Vittorio Polacco

Uit Wikipedia, de vrije encyclopedie
Vittorio Polacco, rector magnificus in Padua
Grootofficier in de Orde van Sint-Mauritius en Sint-Lazarus

Moisè Raffael Vittorio Polacco (Padua, 10 mei 1859Rome, 7 juni 1926) was hoogleraar rechtsgeleerdheid en senator voor het leven in het koninkrijk Italië.

Hij was specialist in burgerlijk recht en rechtsfilosofie. Polacco doceerde aan de universiteit van Modena (1886-1888), Padua (1888-1918) en Rome (1918-1926). Hij was rector magnificus van de universiteit van Padua van 1905 tot 1910.

Levensloop[bewerken | brontekst bewerken]

Polacco groeide op in een joods gezin in Padua. Zijn ouders waren Isach Polacco en Eva of Evina Melli. Hij studeerde af als jurist aan de universiteit van zijn geboortestad. Hij bekwaamde zich verder in het burgerlijk recht.

In 1886 verwierf hij de leerstoel burgerlijk recht aan de universiteit van Modena. Deze wisselde hij twee jaar later in voor een leerstoel in Padua. Als rechtsgeleerde speelde hij een rol in Italië in de overgang van de 19e eeuw naar de 20e eeuw; zijn publicaties trokken de aandacht van juristen die maatschappijkritisch waren.[1] Hij zorgde ervoor dat het Burgerlijk Wetboek ‘gedemythiseerd’ werd, dit wil zeggen ontdaan van zijn statische dogma’s.
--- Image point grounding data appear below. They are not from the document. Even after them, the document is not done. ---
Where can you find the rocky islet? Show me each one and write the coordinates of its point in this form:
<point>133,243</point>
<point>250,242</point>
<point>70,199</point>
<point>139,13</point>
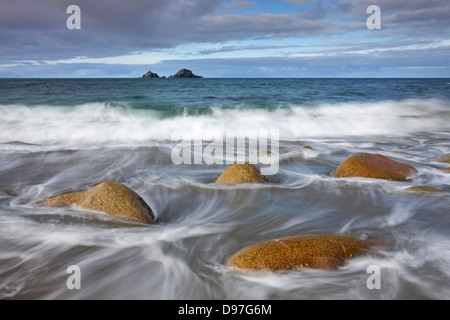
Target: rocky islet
<point>181,74</point>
Polacco onderzocht een nieuwe methodologie voor het privaatrecht: de methoden moesten aangepast zijn aan de sociale verschuivingen in de Italiaanse samenleving. De creativiteit van de rechter in zijn interpretaties en motivaties had veel gewicht voor Polacco. Hij interesseerde zich in het bijzonder in burgerrechten, staatsburgerschap, erfrecht, intellectuele rechten en de sociale beweging. Hij doceerde in Padua eveneens rechtsfilosofie. In dit laatste vak steunde hij op historische werken van juristen.

Polacco was vicevoorzitter van de Koninklijke Commissie voor de herziening van het privaatrecht.

Hij werd rector magnificus in Padua tot zijn benoeming voor het leven in de Italiaanse senaat (1910). Vanaf dan nam Polacco’s academisch-juridische carrière een politieke invulling. Hij zetelde onder meer in commissies die het petitierecht hervormde, de geloofsbrieven van nieuwe senatoren doornam, alsook in de commissie die de internationale verdragen juridisch toetste.

Polacco was lid van verschillende academies. Zo was hij lid van het Istituto veneto di scienze, lettere ed arti in Venetië (vanaf 1895), de Accademia delle Scienze in Turijn (sinds 1906) en de Accademia dei Lincei in Rome (vanaf 1920).[2] Meerdere eerbewijzen ontving hij van de Italiaanse Staat: grootofficier in de Orde van Sint-Mauritius en Sint-Lazarus en commandeur in de Orde van de Italiaanse Kroon.

Na de Eerste Wereldoorlog verhuisden Polacco en zijn gezin naar Rome. Hij werd namelijk hoogleraar burgerlijk recht in Rome. Het fascisme kwam er nadien aan de macht. Consequent distantieerde Polacco zich van dit regime. In 1925 hield hij een opvallende voordracht in de Senaat. Hij pleitte voor vrijheid van geweten en bekritiseerde in dat kader de invoering van verplichte katholieke godsdienstlessen in de basisschool.

Hij overleed na een lange ziekte in 1926. Zijn weduwe Fanny Luzzatto hertrouwde en de familie vluchtte in 1939 naar Brazilië, uit vrees voor vervolging in het kader van de rassenwetten.